Friday, November 01, 2013



Labour comes to its senses

In 2011, Labour abandoned its values and ran on a platform of raising the retirement age. Voters didn't buy it, and handed Labour its worst defeat since 1928. But Labour's caucus didn't get the message, and kept pushing the policy, reminding everyone of why they couldn't be trusted. But now it looks like the membership has finally put an end to the insanity:

Labour is set to dump its pledge to increase the state pension age.

But it looks likely to keep an increase open as an option, despite calls to drop the promise in favour of holding the age at 65.

A policy workshop at its annual conference this afternoon further watered down a proposal that would have removed the target age of 67, which the party campaigned on in 2011, but commit the party to lifting the age above 65.

The change, which will now go to the full conference for approval on Saturday, adopted a recommendation of the union affiliates for inclusion in the party's high level policy platform.

It commits Labour to a universal superannuation system that is sustainable, but lists raising the eligibility age as only one option to achieve that.


Its an enormous step forward, but it still leaves people uncertain. And with other parties making solid commitments to preserve the pension at 65, Labour cannot afford to equivocate on this. Unless it wants to bleed votes to Winston Peters...
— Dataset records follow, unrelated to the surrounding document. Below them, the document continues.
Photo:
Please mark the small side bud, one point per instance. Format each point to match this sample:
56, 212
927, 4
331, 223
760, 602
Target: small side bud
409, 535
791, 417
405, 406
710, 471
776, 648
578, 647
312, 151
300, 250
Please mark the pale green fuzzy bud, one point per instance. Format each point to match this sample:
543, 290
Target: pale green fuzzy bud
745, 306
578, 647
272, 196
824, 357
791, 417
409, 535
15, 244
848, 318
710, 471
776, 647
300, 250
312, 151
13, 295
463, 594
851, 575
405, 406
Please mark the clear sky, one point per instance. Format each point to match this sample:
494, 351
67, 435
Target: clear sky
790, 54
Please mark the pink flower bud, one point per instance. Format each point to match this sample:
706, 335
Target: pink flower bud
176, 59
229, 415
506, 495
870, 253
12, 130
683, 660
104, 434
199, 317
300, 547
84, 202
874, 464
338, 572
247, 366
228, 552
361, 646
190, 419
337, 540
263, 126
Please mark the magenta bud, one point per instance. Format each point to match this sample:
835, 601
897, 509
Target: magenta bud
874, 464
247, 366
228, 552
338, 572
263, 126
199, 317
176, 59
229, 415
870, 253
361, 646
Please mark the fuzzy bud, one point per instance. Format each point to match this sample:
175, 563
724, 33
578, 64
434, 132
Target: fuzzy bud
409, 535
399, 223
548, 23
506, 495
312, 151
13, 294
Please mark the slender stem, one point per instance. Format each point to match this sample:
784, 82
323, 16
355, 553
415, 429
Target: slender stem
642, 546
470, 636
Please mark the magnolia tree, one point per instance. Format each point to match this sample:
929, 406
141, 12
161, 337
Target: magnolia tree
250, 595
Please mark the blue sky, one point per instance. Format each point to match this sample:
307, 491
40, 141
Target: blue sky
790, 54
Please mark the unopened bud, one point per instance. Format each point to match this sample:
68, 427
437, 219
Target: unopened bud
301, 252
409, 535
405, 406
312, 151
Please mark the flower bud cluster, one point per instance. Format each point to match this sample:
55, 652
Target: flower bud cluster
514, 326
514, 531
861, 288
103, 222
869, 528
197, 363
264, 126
We have Labour's increased internal democracy to thank for this. Policy is now set by the membership, rather than the caucus, and is therefore less susceptible to capture by the 1% (and this is a 1% policy - just look at who else advocated it). It is a slap in the face to David Parker and Phil Goff. But given that they betrayed Labour's values and lost an election by doing so, I think they more than deserve it.